'Greta Garbo of athletics' hides out
Olympics 2000 Notebook
SYDNEY — Frenchwoman Marie-Jose Perec, a three-time Olympic track champion so reclusive and mysterious she's been dubbed the "Greta Garbo of athletics," withdrew from the Sydney Games and a chance at history.
Perec, two-time defending champion in the 400 meters and a rival of favorite Cathy Freeman of Australia in the 400, flew to Singapore after claiming that a man forced his way into her room and threatened her. She left one day before today's first-round heats in her event.
Led by Lenny Krayzelburg's victory in the 200-meter backstroke, the United States celebrated its biggest night yet in the Olympic pool, winning eight medals yesterday - two in each of the four finals. Jenny Thompson shared a bronze in the 100-meter freestyle with US teammate Dara Torres, tying in 54.43. Her third-place finish made her the most decorated woman swimmer in history with nine career medals.
The US has 25 medals - including a leading nine golds - with two days remaining in the eight-day meet. The host Aussies have 12 medals, but just four golds. The US is one medal and four golds away from tying its 26-medal haul four years ago in Atlanta.
Lisa Fernandez gave up a two-run homer as Australia rallied in the bottom of the 13th inning to win 2-1 and send the US softball team to a shocking third consecutive extra-inning loss yesterday after 112 straight victories. Fernandez struck out 25 and gave up just two hits.
In the closest game a US men's basketball team has played using NBA players, the US beat Lithuania 85-76. The Americans led by only five points in the final minute.

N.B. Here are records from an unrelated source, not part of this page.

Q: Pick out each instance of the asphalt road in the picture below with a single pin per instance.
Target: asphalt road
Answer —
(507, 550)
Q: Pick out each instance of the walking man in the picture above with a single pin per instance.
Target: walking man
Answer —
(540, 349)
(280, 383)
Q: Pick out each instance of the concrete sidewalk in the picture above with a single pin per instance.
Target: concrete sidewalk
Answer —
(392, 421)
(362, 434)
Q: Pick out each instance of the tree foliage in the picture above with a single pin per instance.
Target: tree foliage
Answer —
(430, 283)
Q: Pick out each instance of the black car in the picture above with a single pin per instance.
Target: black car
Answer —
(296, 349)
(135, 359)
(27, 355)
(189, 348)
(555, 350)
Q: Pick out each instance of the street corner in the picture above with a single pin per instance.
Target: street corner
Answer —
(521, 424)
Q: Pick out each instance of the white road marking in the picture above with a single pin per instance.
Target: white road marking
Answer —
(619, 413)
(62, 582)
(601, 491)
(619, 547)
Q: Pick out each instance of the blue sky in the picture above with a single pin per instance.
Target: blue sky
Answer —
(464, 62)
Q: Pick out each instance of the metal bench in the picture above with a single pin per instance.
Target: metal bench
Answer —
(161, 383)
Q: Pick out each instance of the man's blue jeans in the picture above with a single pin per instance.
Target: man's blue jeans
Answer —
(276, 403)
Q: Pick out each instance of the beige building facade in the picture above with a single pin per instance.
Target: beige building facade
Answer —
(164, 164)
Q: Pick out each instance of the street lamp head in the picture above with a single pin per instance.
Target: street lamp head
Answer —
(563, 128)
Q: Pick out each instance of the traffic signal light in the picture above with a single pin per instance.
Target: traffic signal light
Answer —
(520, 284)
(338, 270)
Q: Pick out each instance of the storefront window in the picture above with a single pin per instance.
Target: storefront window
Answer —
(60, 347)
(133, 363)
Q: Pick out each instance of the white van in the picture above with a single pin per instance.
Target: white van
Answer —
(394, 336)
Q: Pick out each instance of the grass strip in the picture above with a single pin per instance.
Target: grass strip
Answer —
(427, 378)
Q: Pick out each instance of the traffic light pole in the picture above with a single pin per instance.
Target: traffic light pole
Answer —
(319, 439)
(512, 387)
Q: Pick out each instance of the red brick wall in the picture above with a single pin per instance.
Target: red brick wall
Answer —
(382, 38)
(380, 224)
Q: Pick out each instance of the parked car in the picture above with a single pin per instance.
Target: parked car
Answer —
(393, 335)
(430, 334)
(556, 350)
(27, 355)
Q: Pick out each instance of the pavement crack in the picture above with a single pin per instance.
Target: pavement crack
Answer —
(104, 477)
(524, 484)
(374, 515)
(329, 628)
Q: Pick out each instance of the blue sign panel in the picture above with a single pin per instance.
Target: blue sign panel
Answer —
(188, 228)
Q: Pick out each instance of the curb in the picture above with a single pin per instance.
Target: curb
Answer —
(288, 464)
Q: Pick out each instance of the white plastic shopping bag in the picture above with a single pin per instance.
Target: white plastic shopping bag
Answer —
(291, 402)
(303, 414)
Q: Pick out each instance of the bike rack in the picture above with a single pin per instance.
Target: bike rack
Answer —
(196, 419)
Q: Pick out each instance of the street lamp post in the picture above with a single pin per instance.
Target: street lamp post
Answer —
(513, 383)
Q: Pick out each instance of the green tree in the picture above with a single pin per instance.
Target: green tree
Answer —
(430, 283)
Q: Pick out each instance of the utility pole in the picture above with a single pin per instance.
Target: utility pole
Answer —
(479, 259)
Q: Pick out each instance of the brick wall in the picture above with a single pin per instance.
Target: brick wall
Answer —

In Barcelona, no team came within 32 points of the US "dream team"; in Atlanta, no one got closer than 22.
Defending tennis champion and top seed Lindsay Davenport was forced to withdraw after spraining her left foot, meaning there can be no US medal sweep: Only Venus Williams and Monica Seles remain in the women's draw. Jeff Tarango is the only remaining US man.
With bright eyes and a captivating smile reminiscent of another Romanian darling, tiny Andreea Raducan captured the women's gymnastics all-around gold medal yesterday - and the fans' hearts, too. Only 4-foot-10 and nine days shy of her 17th birthday, Raducan easily won with 38.893 points, the first Romanian to take the all-around gold since Nadia Comaneci in 1976.
As if that weren't triumph enough for the Romanian team, which also won the team gold, Simona Amanar and Maria Olaru took the silver and the bronze medals. It's the first time a country has swept the all-around since the former Soviet Union did it in 1960.
It was a scene nobody can remember seeing before - a vault set two inches too low. And at the Olympics no less. The women's all-around gymnastics finals were thrown into an overtime of sorts Thursday when five gymnasts from the first two rotations took the option of re-performing their vaults because of the botched setting.
American champion Elise Ray opened the night with a pair of awful vaults and scored a 7.618, then spent the rest of the night knowing she had no chance for a medal. She took the option of performing the vaults over and scored a 9.487, finishing 14th instead of 35th.
Today is being viewed with trepidation by the Sydney Organizing Committee because more than 400,000 people - double the previous peak - are expected to attend the Games. Among the challenges: the 110,000-capacity Olympic Stadium must be filled and emptied twice in the same day.
Since the modern Olympics started in Athens in 1896, there have been approximately 10,000 medals awarded.
Only about half the nations that have competed, however, have won a medal.
The US has been in the Olympics 23 times - missing only the boycotted Moscow Games of 1980 - and has won 833 golds, 2,015 total.